In New York, union carpenters and carpenters apprentices took 8,389 hours to set up and tear down the show. In Philadelphia, union carpenters and laborers from another union took 11,488 hours.

In Philadelphia, the report describes worries about work stoppages to resolve disputes over union jurisdictions and fears that workers would slow up on straight time so they could earn overtime.

In New York, show contractors can ask for particular union foremen. In Philadelphia, contractors could call particular foremen from laborers, stagehands, and electricians' unions, but not from the Carpenters union.

Instead, leaders of the Carpenters union decided who and how many foremen would work, McClintock said.
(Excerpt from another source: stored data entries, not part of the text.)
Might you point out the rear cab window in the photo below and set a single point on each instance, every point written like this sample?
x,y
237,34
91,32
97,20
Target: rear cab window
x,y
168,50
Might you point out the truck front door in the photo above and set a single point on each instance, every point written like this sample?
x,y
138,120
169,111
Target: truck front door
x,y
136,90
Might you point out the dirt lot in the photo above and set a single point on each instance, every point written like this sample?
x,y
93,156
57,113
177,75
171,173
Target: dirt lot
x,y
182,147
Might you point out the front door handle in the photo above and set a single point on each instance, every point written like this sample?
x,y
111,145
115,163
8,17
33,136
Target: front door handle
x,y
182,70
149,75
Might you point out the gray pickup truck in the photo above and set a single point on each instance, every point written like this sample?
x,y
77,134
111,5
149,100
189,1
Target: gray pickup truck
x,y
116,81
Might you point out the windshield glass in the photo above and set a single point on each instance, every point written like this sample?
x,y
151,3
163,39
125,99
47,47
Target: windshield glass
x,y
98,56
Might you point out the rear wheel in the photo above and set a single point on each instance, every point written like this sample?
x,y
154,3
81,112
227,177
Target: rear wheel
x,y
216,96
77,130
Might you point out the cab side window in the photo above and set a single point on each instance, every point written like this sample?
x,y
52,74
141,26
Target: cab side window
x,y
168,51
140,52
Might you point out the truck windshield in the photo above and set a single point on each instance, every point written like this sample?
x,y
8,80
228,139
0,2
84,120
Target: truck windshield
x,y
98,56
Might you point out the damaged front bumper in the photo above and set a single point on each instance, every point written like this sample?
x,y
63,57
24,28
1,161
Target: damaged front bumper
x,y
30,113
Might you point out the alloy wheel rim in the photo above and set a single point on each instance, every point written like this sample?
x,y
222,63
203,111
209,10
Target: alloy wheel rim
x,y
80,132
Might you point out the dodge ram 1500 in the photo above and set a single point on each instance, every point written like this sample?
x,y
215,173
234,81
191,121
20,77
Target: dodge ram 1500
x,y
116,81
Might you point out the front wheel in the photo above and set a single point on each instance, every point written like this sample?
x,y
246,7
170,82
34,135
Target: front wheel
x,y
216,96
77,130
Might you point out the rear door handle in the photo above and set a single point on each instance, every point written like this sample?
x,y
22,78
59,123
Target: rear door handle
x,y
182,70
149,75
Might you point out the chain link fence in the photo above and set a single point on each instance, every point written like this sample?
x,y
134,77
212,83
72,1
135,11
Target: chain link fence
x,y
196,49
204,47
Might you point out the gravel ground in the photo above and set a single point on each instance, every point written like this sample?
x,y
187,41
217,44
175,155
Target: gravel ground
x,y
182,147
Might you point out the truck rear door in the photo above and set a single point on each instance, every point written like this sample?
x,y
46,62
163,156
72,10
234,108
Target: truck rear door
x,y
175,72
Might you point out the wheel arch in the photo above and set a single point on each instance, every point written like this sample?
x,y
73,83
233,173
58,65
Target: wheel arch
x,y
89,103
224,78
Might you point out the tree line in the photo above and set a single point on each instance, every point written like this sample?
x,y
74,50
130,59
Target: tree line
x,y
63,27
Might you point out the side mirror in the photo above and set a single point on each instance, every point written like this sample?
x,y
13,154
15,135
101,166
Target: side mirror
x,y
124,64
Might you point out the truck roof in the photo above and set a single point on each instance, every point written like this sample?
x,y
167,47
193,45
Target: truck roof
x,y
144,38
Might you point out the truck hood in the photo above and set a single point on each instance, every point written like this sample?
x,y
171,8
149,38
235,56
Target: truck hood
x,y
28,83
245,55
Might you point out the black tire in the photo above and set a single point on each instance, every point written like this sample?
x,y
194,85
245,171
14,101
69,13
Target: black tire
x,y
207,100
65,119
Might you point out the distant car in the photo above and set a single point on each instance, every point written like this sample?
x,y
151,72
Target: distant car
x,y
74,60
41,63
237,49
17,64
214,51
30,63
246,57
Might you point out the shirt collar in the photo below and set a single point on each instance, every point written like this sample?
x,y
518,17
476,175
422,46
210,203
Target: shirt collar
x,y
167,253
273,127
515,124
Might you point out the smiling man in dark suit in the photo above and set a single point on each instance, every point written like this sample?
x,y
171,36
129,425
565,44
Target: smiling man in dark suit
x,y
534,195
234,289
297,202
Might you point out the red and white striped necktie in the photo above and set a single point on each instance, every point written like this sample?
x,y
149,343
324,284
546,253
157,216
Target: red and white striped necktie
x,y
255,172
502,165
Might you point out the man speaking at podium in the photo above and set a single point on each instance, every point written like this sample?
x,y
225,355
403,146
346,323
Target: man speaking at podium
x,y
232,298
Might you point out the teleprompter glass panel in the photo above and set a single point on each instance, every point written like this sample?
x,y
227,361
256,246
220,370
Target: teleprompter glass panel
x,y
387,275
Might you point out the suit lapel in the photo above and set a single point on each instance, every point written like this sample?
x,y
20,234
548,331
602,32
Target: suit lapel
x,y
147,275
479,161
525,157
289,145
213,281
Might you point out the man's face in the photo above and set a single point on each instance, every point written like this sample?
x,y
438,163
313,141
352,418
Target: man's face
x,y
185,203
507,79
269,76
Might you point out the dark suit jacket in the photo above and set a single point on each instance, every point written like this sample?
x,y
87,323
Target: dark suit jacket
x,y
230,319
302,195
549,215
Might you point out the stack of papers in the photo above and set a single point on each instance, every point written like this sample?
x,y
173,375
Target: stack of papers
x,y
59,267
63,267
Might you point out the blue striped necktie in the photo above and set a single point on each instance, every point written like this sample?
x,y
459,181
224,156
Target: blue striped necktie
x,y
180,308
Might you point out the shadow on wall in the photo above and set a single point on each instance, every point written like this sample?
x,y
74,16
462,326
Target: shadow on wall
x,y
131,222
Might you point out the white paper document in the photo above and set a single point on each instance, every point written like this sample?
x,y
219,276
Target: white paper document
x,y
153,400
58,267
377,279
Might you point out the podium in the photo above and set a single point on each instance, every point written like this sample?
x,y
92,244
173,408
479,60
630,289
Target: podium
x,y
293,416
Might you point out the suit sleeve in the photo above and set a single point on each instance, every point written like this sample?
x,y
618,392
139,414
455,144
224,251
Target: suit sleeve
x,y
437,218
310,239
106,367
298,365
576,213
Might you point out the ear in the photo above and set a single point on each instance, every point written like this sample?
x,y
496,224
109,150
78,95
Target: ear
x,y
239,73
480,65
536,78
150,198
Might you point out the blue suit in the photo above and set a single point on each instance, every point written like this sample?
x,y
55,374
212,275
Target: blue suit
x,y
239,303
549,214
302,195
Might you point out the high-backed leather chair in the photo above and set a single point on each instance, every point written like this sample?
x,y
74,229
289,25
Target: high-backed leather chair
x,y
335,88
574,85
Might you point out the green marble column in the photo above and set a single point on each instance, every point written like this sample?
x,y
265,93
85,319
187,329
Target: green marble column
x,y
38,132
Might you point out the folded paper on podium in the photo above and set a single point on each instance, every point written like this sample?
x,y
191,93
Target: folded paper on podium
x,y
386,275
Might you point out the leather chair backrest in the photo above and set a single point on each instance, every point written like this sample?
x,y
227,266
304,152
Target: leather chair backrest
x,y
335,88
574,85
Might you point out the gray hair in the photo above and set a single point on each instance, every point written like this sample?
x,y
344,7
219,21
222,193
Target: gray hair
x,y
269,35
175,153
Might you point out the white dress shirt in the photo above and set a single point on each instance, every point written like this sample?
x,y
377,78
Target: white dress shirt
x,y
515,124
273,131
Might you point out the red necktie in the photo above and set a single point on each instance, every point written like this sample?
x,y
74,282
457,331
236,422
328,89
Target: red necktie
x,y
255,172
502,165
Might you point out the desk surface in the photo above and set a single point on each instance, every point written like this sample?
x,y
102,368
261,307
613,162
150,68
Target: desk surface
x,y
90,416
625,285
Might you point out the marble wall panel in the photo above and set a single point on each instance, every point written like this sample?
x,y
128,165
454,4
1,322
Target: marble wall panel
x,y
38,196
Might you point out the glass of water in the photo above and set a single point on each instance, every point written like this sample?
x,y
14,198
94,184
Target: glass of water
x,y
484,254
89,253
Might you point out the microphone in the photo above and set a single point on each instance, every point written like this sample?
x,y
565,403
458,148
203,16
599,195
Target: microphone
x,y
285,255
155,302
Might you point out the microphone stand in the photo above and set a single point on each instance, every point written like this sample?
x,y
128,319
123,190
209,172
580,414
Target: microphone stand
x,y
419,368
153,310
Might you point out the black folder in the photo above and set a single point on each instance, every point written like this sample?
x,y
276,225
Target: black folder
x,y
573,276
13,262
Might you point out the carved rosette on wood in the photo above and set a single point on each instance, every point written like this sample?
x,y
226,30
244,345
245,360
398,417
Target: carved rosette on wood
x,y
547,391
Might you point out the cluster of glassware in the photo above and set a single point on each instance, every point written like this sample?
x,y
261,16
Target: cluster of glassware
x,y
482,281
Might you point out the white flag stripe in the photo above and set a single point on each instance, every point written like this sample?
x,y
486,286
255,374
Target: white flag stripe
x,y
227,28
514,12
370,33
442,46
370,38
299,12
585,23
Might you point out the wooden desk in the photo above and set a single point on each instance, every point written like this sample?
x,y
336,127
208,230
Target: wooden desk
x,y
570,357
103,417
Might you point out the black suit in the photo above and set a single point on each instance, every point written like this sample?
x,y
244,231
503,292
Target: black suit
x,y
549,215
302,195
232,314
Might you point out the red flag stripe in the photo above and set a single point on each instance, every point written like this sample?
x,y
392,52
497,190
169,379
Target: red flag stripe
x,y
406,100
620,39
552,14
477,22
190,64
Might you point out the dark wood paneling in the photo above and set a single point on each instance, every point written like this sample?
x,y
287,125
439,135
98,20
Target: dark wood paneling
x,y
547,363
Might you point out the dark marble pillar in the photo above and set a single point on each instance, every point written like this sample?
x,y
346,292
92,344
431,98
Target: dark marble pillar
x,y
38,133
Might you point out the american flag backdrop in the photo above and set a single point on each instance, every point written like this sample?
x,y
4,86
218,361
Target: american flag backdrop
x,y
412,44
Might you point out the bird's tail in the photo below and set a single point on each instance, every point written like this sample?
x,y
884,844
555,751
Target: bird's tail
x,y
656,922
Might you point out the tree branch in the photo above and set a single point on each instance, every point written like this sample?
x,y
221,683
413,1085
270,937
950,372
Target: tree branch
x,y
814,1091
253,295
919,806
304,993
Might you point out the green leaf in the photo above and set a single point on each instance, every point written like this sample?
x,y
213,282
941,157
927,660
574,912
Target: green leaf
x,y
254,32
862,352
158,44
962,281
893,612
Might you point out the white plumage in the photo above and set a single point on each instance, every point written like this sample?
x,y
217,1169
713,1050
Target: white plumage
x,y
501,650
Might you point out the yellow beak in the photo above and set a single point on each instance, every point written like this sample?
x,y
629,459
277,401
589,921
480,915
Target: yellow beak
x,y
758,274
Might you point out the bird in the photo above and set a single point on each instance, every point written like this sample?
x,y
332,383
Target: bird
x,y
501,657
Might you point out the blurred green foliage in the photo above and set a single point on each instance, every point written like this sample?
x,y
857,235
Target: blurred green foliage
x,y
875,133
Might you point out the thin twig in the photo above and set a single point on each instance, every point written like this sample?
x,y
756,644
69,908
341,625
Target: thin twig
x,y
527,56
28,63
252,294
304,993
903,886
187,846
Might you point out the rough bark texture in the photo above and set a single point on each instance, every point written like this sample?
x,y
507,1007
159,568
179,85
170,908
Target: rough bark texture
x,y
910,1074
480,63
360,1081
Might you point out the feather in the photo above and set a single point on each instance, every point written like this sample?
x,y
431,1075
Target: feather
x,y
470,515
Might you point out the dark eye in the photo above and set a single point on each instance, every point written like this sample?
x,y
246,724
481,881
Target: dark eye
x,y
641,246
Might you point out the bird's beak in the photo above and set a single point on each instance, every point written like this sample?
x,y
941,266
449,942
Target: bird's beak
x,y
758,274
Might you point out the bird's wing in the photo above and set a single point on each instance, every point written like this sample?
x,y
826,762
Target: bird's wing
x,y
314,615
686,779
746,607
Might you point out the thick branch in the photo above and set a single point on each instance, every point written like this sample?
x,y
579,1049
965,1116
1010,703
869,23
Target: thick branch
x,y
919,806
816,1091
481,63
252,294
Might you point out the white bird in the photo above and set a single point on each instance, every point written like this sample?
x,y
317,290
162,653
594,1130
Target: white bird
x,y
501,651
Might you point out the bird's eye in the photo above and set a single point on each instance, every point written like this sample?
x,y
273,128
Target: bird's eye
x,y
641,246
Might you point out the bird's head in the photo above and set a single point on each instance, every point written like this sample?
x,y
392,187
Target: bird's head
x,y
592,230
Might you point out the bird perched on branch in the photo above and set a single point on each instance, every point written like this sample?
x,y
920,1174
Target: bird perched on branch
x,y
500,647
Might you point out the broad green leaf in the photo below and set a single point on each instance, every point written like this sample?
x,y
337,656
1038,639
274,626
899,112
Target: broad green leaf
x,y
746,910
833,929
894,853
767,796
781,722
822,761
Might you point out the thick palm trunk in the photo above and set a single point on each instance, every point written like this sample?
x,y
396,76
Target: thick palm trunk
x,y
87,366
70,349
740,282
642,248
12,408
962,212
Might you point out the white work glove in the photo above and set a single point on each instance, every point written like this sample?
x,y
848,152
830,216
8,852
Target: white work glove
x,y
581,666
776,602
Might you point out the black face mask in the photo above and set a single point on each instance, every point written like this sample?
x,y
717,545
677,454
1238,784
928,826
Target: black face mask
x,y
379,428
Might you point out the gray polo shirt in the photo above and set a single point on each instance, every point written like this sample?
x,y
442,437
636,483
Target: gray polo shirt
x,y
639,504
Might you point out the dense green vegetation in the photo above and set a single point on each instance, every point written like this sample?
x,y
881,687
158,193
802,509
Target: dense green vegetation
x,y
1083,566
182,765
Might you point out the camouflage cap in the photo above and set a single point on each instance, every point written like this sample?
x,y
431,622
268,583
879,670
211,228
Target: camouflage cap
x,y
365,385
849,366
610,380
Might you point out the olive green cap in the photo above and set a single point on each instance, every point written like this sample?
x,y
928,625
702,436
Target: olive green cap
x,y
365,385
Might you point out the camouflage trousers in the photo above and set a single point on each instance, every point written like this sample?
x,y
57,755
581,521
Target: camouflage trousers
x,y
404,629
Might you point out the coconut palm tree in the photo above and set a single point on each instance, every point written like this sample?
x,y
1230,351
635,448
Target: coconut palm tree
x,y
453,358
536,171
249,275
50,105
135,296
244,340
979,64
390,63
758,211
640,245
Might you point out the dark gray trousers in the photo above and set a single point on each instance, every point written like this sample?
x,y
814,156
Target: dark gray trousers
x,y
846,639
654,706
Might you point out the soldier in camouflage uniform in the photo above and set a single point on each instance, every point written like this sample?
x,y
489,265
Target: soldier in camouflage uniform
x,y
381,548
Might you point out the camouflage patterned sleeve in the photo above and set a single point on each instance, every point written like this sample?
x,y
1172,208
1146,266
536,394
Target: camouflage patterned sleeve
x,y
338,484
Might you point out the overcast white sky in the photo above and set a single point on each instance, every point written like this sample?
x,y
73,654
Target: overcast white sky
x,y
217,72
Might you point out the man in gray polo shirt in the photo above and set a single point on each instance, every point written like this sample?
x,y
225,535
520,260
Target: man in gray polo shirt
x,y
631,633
In Philadelphia, McClintock said, contractors couldn't tell union carpenters directly to hang a sign, for example. Instead, the contractor would have to find a carpenter foreman who would talk to the worker, slowing the job.

That has changed now, McClintock said.

To be sure, there are extenuating circumstances.

Martin O'Rourke, spokesman for the Carpenters union, said the contractor's report unfairly denigrates Philadelphia's union carpenters.

They could have always, for example, sought specific foremen, but when they did, they always seemed to ask for someone who was retired, he said.

O'Rourke agreed that changes in the work rules will help the center. That's why, he said, the carpenters signed the agreement, albeit several days past management's deadline.

Rosen said some problems might have been the producers' fault.

"It's how you treat labor," he said. "If you treat people nicely and fairly, you get more leeway than if you treat them like the village idiots."